Her next memory is arriving at the station in Wodzislaw Slaski for a train that would take her to another camp in Germany. She would be moved one more time before the end of the war. Once free, she walked for weeks until she finally made it back to her home in Krakow.

Until recently, it would have been possible to find people who lived in the towns and villages along the route who could recall seeing the columns of starving and abused prisoners flanked by Nazi soldiers walking past their homes.

Their numbers, like the survivors, grow fewer every year.

Maria Kopiasz, 93, still lives in the same house in the town of Brzeszcze that she did during the war, and the grim scene of the march has stayed with her.

“They marched in the middle of this road,” she said. “SS men on both sides. Every third of them or so with a German shepherd. I remember mainly women. We knew we couldn’t even show any sympathy as we would be taken with them. I could only watch quietly through the window.”

Jan Stolarz, a retired miner, has led a small group of people on a trek to retrace the path of one of the marches for nine years.

“I visited Auschwitz-Birkenau with my wife 10 years ago,” he explained. “I saw a handwritten note left by someone in one of the barracks. It read: We live as long as the memory of us is alive. This message resonated with me strongly.”

He hopes that in some small way, his walk will help do that.

For Poles who were not Jewish, their fate during the war could turn on the smallest things.

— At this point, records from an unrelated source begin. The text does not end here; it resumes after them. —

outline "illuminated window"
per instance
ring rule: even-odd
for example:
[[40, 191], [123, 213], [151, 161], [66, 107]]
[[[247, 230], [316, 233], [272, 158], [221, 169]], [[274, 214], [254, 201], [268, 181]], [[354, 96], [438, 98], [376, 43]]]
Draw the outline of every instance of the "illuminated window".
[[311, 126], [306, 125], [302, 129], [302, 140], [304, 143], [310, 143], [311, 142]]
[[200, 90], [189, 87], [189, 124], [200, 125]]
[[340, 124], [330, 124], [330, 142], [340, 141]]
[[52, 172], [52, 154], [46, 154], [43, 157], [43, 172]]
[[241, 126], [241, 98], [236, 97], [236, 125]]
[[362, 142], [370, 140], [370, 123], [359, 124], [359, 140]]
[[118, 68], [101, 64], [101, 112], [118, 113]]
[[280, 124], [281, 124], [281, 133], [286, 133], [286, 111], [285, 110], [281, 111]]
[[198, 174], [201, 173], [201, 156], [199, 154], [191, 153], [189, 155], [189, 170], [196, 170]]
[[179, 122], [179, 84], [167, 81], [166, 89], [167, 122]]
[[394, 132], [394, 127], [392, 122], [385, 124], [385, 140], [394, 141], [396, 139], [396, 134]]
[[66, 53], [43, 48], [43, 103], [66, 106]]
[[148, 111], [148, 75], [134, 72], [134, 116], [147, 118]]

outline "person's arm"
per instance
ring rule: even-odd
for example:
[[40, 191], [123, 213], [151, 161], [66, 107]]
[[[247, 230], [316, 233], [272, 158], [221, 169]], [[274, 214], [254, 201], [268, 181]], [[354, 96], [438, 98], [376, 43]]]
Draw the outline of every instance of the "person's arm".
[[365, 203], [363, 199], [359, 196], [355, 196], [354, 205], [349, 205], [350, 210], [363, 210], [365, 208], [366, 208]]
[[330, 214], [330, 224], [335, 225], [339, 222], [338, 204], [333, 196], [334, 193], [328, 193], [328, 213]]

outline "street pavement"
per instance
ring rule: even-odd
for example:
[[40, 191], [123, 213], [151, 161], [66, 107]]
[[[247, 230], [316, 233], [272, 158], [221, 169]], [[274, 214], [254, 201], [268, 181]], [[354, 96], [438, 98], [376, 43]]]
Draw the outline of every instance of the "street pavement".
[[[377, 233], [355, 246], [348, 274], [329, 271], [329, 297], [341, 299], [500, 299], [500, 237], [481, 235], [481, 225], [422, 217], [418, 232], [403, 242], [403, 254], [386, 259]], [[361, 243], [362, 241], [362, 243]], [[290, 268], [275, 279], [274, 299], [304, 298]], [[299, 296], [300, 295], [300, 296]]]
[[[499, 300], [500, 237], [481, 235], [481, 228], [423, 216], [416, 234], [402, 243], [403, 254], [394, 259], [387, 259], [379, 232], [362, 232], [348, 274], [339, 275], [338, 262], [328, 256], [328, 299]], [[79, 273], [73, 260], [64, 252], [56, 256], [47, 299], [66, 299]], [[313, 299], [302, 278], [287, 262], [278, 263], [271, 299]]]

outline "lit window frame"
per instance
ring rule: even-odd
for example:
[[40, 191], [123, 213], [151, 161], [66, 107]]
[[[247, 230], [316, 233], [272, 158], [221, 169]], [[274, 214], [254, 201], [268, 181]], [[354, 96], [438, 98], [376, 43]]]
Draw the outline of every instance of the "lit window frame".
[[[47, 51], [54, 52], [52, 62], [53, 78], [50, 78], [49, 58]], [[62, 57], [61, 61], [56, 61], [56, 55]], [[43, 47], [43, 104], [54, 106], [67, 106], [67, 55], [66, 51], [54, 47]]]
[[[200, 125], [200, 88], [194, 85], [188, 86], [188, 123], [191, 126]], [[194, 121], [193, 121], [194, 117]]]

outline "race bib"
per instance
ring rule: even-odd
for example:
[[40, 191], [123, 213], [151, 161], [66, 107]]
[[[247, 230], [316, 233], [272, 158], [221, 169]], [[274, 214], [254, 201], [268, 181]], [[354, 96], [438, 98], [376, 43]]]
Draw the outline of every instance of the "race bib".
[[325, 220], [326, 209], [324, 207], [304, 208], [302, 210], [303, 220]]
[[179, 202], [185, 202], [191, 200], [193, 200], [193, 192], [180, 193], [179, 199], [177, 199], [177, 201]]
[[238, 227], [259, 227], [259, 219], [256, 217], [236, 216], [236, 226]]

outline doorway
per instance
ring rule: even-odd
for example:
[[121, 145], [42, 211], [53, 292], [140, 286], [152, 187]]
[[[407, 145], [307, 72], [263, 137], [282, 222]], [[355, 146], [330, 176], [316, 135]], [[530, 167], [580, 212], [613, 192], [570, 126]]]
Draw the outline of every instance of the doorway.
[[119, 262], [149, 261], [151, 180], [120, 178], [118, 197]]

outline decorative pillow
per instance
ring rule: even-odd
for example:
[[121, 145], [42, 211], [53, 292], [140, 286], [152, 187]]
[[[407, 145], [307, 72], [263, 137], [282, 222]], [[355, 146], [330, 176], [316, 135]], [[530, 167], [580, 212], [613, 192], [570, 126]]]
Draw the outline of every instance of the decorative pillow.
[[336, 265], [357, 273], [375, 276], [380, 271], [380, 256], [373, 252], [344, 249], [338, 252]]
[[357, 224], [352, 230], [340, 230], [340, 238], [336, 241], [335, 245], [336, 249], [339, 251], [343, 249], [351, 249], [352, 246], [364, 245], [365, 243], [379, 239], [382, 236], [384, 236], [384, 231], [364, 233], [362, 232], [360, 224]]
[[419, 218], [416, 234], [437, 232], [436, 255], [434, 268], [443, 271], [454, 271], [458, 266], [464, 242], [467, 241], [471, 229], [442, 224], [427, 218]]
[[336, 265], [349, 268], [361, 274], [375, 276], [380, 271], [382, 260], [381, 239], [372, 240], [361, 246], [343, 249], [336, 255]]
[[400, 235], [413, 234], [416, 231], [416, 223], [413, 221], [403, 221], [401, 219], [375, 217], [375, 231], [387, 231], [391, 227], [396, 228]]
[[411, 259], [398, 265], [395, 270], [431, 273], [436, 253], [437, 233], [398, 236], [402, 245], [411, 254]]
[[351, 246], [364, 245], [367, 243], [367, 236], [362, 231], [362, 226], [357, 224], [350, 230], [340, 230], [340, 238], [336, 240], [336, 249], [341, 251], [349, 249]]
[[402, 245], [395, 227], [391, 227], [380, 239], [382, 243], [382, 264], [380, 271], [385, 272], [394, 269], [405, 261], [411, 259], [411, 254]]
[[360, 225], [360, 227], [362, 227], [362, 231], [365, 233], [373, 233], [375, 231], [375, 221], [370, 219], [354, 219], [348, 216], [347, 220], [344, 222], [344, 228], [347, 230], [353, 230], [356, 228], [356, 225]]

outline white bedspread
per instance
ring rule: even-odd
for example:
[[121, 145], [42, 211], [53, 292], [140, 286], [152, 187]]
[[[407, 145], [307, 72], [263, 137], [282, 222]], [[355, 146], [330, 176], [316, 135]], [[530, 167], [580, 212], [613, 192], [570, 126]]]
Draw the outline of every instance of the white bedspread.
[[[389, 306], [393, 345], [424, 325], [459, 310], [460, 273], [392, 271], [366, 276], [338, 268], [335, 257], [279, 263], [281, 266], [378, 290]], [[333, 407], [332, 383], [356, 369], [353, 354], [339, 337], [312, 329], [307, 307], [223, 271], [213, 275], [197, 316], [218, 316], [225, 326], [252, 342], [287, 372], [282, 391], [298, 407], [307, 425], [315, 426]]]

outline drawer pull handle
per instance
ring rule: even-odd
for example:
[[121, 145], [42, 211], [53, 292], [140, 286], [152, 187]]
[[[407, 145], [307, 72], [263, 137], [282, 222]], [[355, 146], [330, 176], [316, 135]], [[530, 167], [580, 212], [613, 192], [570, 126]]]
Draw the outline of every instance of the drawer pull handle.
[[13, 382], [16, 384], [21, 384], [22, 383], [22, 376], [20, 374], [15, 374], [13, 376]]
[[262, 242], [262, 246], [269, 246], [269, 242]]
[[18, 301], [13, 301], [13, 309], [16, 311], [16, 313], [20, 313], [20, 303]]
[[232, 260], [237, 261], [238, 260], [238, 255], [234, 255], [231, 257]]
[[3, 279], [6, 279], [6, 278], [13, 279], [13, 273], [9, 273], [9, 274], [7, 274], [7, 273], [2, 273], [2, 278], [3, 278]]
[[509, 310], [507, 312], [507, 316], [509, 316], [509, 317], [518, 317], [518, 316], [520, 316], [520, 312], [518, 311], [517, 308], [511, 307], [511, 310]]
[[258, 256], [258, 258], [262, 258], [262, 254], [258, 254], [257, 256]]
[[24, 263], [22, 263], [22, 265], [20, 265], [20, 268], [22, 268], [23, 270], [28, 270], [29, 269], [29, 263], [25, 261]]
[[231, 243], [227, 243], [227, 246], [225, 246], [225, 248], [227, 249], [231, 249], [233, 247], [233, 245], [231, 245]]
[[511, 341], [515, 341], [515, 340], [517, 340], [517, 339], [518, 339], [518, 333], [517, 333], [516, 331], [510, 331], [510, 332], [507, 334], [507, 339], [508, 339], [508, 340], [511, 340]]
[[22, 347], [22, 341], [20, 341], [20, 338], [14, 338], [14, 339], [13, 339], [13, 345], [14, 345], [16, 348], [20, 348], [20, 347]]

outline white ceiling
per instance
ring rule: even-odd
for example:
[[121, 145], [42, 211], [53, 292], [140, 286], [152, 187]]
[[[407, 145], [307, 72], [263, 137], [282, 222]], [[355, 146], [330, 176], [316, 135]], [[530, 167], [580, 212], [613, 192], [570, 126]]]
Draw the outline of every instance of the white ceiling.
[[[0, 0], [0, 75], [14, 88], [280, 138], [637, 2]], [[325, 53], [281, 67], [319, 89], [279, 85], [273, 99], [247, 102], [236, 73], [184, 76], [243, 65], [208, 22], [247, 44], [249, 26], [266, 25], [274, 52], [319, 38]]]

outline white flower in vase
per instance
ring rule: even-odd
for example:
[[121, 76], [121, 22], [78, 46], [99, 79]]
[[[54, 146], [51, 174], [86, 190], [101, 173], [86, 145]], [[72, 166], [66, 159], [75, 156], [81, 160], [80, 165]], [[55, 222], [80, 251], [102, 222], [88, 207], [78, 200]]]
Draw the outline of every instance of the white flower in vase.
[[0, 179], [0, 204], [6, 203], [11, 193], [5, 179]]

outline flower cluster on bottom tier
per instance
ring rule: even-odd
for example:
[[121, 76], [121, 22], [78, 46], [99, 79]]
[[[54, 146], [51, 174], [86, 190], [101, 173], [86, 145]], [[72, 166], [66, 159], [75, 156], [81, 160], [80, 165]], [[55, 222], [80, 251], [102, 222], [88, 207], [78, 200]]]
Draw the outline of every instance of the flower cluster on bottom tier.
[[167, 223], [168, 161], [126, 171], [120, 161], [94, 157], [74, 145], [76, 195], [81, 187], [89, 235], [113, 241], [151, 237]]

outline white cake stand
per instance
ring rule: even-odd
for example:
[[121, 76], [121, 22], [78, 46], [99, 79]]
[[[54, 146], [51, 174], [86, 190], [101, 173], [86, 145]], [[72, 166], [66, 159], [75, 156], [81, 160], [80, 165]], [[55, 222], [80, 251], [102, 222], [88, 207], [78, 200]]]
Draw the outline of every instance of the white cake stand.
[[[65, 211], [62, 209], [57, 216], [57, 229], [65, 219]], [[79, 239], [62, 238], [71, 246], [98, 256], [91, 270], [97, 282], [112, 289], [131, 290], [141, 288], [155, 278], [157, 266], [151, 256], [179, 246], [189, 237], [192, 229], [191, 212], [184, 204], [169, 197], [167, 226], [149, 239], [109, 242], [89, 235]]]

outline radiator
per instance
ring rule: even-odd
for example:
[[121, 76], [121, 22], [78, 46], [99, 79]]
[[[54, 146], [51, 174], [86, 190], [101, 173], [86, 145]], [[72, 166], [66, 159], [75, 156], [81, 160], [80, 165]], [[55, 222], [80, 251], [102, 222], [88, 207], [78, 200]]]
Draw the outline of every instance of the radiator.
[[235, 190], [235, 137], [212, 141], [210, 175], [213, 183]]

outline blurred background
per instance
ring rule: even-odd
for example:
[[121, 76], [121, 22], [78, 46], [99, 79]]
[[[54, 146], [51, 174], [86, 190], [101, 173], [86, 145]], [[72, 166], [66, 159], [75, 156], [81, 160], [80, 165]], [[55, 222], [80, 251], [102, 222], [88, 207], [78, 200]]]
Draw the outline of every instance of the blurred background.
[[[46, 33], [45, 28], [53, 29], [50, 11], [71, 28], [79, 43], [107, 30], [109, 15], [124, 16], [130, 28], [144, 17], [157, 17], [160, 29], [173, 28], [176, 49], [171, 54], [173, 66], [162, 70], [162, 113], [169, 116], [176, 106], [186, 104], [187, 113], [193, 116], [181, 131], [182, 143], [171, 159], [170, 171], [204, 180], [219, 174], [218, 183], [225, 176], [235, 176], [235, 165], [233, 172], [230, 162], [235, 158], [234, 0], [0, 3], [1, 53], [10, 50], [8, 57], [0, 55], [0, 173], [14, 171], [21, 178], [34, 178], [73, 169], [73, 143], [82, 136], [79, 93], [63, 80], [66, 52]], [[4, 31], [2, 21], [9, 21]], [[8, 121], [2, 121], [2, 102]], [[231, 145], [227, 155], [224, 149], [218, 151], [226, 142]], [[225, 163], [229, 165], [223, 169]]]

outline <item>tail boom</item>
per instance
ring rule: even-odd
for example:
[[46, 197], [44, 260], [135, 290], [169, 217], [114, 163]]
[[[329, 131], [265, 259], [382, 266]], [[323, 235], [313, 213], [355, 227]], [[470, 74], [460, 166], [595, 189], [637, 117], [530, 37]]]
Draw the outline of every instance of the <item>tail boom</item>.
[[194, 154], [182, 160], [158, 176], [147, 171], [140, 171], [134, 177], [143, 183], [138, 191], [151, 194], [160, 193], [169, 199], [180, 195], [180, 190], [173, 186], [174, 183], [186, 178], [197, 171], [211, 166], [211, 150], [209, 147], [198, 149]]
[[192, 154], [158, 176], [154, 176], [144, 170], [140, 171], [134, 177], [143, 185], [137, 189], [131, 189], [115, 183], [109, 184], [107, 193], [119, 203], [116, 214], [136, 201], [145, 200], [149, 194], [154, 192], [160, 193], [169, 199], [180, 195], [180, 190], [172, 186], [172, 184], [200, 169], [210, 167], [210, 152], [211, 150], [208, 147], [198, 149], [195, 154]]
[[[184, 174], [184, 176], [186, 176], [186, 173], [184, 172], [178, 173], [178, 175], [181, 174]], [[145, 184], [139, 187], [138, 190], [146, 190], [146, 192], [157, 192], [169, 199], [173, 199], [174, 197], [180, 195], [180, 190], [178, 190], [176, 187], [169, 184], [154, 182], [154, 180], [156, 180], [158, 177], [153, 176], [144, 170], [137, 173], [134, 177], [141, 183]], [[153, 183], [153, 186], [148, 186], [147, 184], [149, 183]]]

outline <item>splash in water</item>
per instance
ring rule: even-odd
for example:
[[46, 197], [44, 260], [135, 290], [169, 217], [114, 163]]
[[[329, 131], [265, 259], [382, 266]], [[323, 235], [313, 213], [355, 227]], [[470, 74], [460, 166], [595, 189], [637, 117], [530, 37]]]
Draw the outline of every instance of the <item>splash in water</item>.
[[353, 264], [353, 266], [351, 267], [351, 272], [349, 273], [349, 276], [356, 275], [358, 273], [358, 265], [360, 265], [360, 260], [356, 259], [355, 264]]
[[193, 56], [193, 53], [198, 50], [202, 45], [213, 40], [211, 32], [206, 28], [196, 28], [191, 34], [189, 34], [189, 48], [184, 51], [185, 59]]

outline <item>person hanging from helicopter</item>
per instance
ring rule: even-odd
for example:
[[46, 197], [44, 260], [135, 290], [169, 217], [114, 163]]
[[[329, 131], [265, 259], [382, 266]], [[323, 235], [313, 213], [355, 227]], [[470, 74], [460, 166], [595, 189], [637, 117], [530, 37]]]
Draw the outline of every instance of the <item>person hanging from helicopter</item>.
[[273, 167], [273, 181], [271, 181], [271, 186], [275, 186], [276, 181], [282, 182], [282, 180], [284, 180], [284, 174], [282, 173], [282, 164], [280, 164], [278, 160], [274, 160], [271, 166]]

The Germans who occupied the country had given all the Poles in Silesia a ranking based on ethnic purity, with different categories often determining whether your family lived or died.

Eryk Langer, 91, from a town called Studzionka, said that because his father was a friend of the local German mayor they felt protected and got the second highest category.

His home was along the death march route and German officers moved in during the evacuation.

He said his father asked the officers if they could give the prisoners some spare food, and it was allowed. But all they had was some buckets of water for very few people.

“They walked all day long. They were hungry,” he said trailing off. It’s an image he does not want to think about.

“In the morning we saw one prisoner shot in front of our gate,” he said. Later, he saw a horse-drawn cart going through the village collecting the dead. At least 18 bodies were collected, and they are buried in the village cemetery.

Bernard Halat, 91, also from Studzionka, said that in 1940, he and his family had to report to have their facial features measured to determined if they were Jewish. They were not, but assigned to Category IV, for people who resisted Germanization, they were still deemed undesirable and put on a list of people to be interned at a later date.

They managed to avoid the camps but Mr. Halat recalls watching the death marchers pass by his home and thinking how easily his family could have been among them.

“So many people. They walked all day long,” he said. “We were afraid.”

But he also recalled how two Jewish women escaped and hid in the village. A few years after the war ended, they returned to thank a farmer who had helped them. It was a rare hopeful story on a road full of despair.

For the millions who died during the Holocaust, including the thousands who did not die in the camps but along lonely stretches of frozen roads and snow-covered fields, their stories were buried with them long ago.